Warforged options would include Qadiran 'brass men,' clockwork vessels that are animated by elemental forces / genie magics, or mechanical men from Numeria (or the world of Aballon), or Runelord creations, or dwarven 'Forgeborn,' who must burn wood and other fuels as sustenance in their furnace bellies to remain functional.

Mechanically, most of the races would probably work fine as is, with a bump up to a net +2 racial attribute modifier. (I'd do +2 Str for the construct-men, and +2 to one physical ability, chosen in the morning, for a natural changeling.) [/tangent]
 


Sigurd

First Post
I think balance reqs can be unrealistic

I have to say sometimes a player race is unbalanced and that's ok. I'm struck by the number of people who say: "I want to see a no LA version of Godzilla."


Specifically I've seen this in regards to Fey races and to some extent Vampires. Both of these should be potentially wet your pants scary.
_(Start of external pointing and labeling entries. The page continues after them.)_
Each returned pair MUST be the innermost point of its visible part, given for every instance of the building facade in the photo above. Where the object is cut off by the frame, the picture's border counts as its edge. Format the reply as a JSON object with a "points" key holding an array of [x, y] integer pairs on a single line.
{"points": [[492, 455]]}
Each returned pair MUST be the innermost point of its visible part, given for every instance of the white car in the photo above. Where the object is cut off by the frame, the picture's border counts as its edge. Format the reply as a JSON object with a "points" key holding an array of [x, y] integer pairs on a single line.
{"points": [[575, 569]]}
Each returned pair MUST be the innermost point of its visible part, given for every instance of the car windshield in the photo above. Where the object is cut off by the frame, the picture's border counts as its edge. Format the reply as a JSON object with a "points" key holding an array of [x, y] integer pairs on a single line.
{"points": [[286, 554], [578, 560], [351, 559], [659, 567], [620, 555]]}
Watered down versions that some how are supposed to 'get along' with the rest of the party can be a mistake.
Its popular right now to have a lot of sympathy for Vampires. Angel, Buffy, Twilight etc... would have you believe they are misunderstood males that have finally lived long enough to be emotionally mature. Delicious bad boys that may suck your blood but at least they're up front about it.

I don't think you should always water down 'races'. Players get this expectation that they will always be the most dangerous critter on the block - sometimes this just aint so.

Mostly I like pathfinder's current non monster player characters state because it emphasizes the dominant situation in the game world. Every second party I've seen has a Drizzt like character who is the single exception to an otherwise harsh or evil worldview. I expect players to live in the realm of the exceptional but sometimes it is still a bit much.